Hull had a 4.0 grade point average (GPA) in high school. She graduated from Stanford with both a bachelor's degree and master's degree in management science and engineering. In her junior and senior years, Hull was named a first-team Academic All-American by the College Sports Information Directors of America (CoSIDA). She is a three-time CoSIDA Academic All-District first team and Pac-12 Academic Honor Roll selection. As a senior, Hull received the Elite 90 Award for having the highest cumulative GPA among players at the Final Four of the 2022 NCAA Tournament, as well as Pac-12 Scholar-Athlete of the Year for women's basketball and the Senior CLASS Award as the outstanding senior both on and off the court in D-I women's basketball.

===Philanthropy===
In February 2024, Hull joined the WNBA Changemakers Collective and their collaboration with VOICEINSPORT (VIS) as a mentor, "aimed at keeping girls in sport and developing diverse leaders on the court and beyond the game."

===Business interests===
In June 2024, Hull announced her partnership with Sweetgreen on her social media platforms.

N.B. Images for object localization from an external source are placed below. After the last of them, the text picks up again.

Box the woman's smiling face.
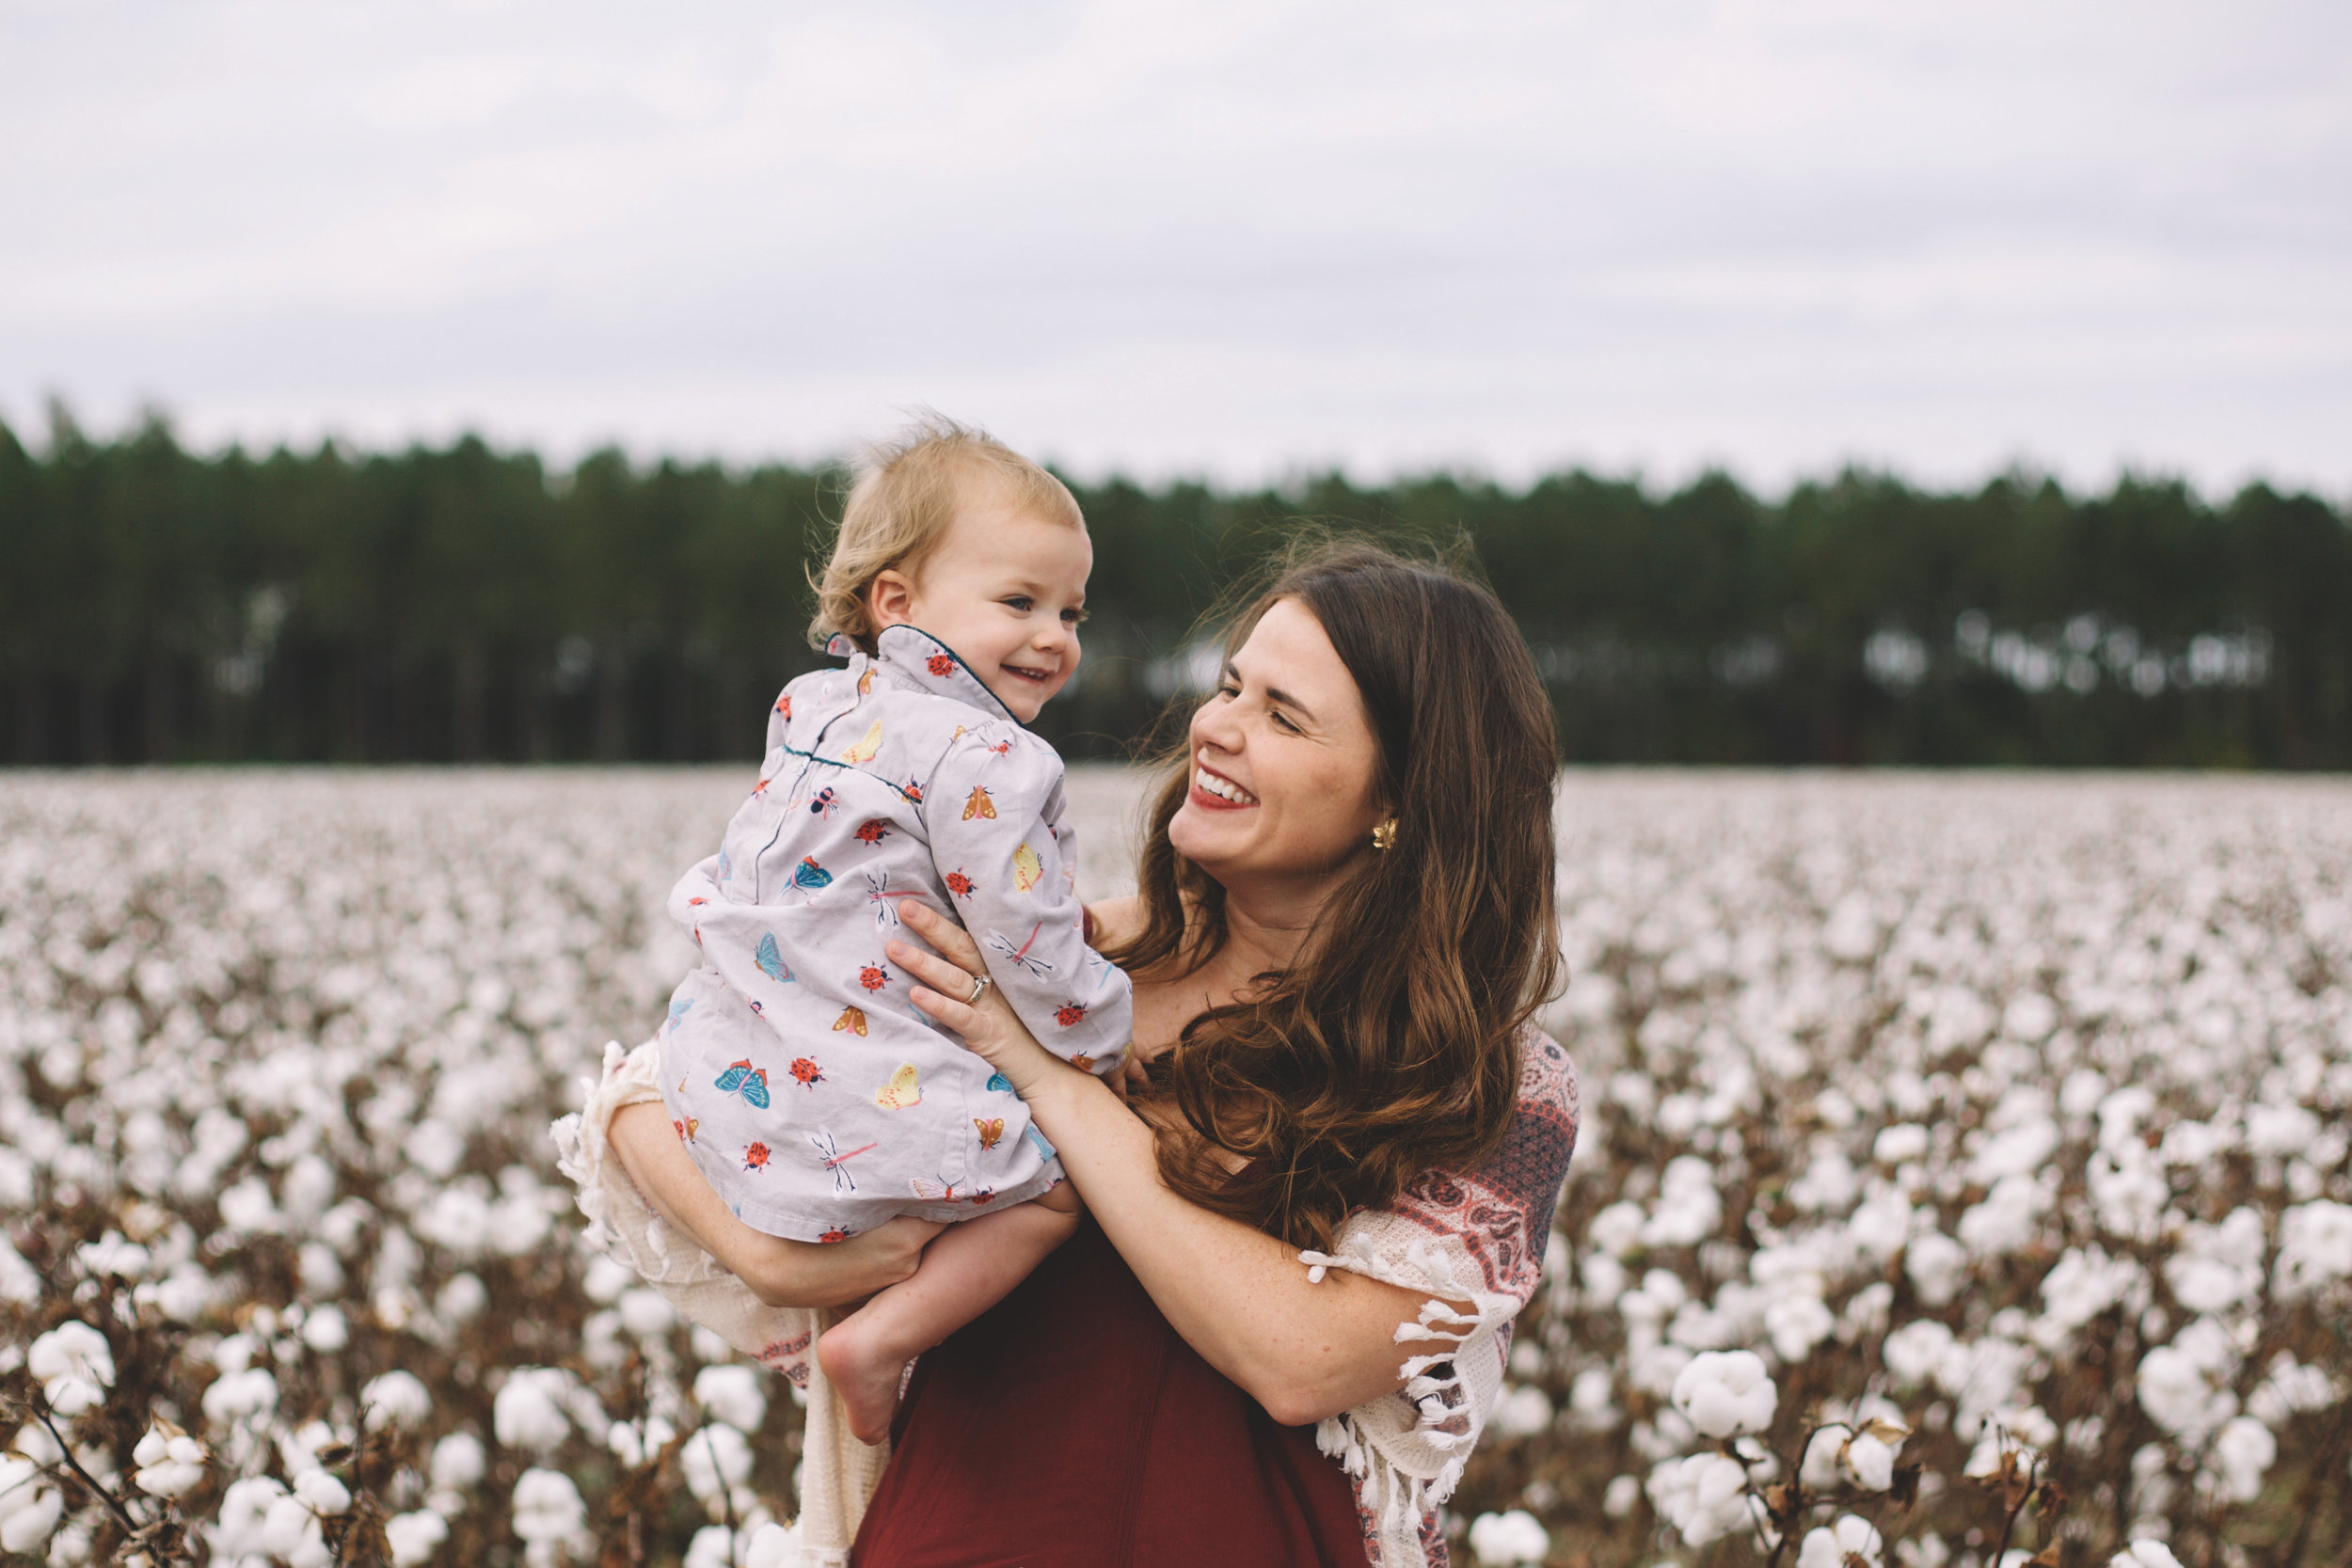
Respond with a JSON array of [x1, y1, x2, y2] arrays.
[[1169, 596, 1386, 896]]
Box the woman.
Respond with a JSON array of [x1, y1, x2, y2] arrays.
[[607, 543, 1578, 1565]]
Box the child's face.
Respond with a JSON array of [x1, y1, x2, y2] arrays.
[[870, 491, 1091, 724]]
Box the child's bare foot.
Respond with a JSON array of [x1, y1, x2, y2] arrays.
[[816, 1310, 912, 1446]]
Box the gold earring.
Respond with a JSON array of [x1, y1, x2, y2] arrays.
[[1371, 818, 1398, 852]]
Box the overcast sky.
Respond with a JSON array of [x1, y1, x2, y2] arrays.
[[3, 0, 2346, 494]]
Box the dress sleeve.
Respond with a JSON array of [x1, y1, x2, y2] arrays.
[[922, 724, 1133, 1074]]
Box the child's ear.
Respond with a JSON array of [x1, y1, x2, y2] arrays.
[[868, 570, 916, 629]]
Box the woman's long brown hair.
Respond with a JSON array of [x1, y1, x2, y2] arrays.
[[1104, 540, 1561, 1255]]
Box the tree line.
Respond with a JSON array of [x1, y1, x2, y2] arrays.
[[3, 411, 2346, 768]]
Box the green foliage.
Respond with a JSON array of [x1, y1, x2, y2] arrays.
[[2, 414, 2345, 767]]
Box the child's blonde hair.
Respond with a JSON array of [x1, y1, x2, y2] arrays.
[[807, 414, 1085, 652]]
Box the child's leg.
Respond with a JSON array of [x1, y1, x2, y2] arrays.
[[818, 1187, 1082, 1445]]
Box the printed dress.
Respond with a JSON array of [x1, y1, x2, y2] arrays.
[[656, 624, 1133, 1241]]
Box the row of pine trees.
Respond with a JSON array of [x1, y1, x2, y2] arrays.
[[3, 415, 2346, 767]]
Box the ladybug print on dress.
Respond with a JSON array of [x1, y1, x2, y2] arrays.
[[853, 817, 891, 846], [818, 1227, 849, 1244], [927, 654, 955, 677], [902, 777, 924, 802], [1054, 1000, 1089, 1028], [855, 960, 890, 993], [744, 1141, 771, 1171], [789, 1056, 825, 1090], [774, 694, 791, 718], [944, 868, 977, 900]]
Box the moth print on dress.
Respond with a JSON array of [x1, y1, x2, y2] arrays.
[[674, 1117, 698, 1143], [854, 959, 891, 994], [852, 817, 892, 846], [910, 1174, 990, 1204], [961, 784, 995, 821], [810, 1128, 875, 1194], [1070, 1054, 1095, 1073], [715, 1060, 772, 1110], [755, 932, 795, 984], [743, 1141, 771, 1171], [872, 1062, 922, 1111], [987, 923, 1055, 979], [832, 1005, 868, 1037], [973, 1117, 1005, 1149], [857, 668, 876, 698], [944, 867, 977, 900], [840, 718, 883, 764], [1010, 842, 1044, 893], [788, 1055, 825, 1091]]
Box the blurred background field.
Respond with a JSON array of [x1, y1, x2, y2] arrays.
[[5, 766, 2351, 1565]]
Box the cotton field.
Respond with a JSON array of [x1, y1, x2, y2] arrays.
[[3, 768, 2350, 1568]]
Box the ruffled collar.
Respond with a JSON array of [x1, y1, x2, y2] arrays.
[[825, 625, 1022, 726]]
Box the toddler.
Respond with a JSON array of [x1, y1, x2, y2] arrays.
[[654, 419, 1130, 1439]]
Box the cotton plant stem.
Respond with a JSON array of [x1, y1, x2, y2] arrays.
[[23, 1398, 140, 1536]]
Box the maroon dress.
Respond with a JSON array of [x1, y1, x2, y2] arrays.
[[851, 1213, 1369, 1566]]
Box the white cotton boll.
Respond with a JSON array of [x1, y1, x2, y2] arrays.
[[262, 1494, 328, 1563], [300, 1305, 349, 1354], [2035, 1247, 2143, 1350], [415, 1186, 493, 1256], [1492, 1386, 1554, 1438], [294, 1469, 352, 1516], [0, 1235, 41, 1307], [743, 1522, 801, 1568], [1601, 1474, 1642, 1518], [1968, 1120, 2060, 1186], [494, 1370, 574, 1455], [583, 1255, 634, 1304], [282, 1154, 337, 1220], [608, 1417, 677, 1469], [213, 1475, 289, 1554], [362, 1371, 433, 1432], [1843, 1433, 1899, 1492], [2001, 992, 2058, 1042], [511, 1467, 587, 1545], [1468, 1510, 1551, 1565], [436, 1273, 488, 1327], [1670, 1350, 1777, 1439], [1588, 1200, 1645, 1257], [1568, 1369, 1617, 1426], [618, 1288, 677, 1338], [2274, 1201, 2352, 1298], [2249, 1354, 2338, 1426], [685, 1525, 745, 1568], [1880, 1321, 1954, 1388], [1647, 1452, 1752, 1546], [2110, 1544, 2185, 1568], [1799, 1428, 1845, 1491], [1767, 1294, 1836, 1362], [693, 1365, 768, 1433], [0, 1478, 63, 1554], [2210, 1416, 2275, 1502], [1788, 1150, 1860, 1215], [130, 1428, 207, 1498], [218, 1175, 282, 1233], [1849, 1191, 1913, 1261], [201, 1367, 279, 1428], [27, 1322, 114, 1417], [2137, 1344, 2236, 1440], [681, 1425, 754, 1505], [1797, 1514, 1883, 1568], [1872, 1124, 1931, 1165], [2088, 1153, 2171, 1243], [385, 1510, 449, 1567], [430, 1433, 486, 1491], [1904, 1233, 1969, 1307], [1641, 1158, 1724, 1247], [2246, 1102, 2320, 1158], [1957, 1173, 2053, 1258], [0, 1149, 34, 1210], [298, 1243, 346, 1297]]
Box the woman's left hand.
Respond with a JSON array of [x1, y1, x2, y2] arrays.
[[889, 902, 1073, 1101]]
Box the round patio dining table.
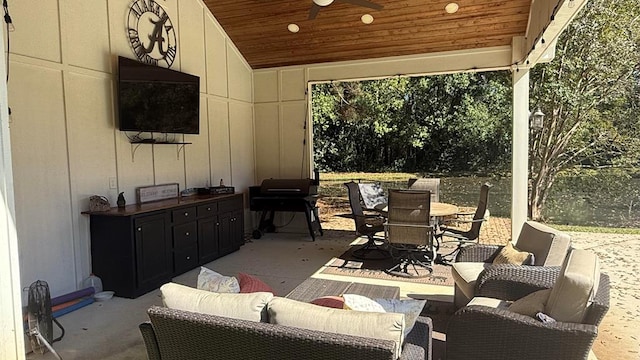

In the fall of 2024, Hull also partnered with Lightbox Jewelry and was named a brand ambassador (alongside NBA player, Paul George) for FORM, a basketball training company focusing on shooting technique. In October 2024, Hull appeared in a TikTok ad campaign for TOGETHXR and Aflac alongside Fever teammate, Aliyah Boston. Hull partnered with Athleta and their "Power of She Collective" in January 2025, joining fellow female athletes Simone Biles, Katie Ledecky, and Kate Martin.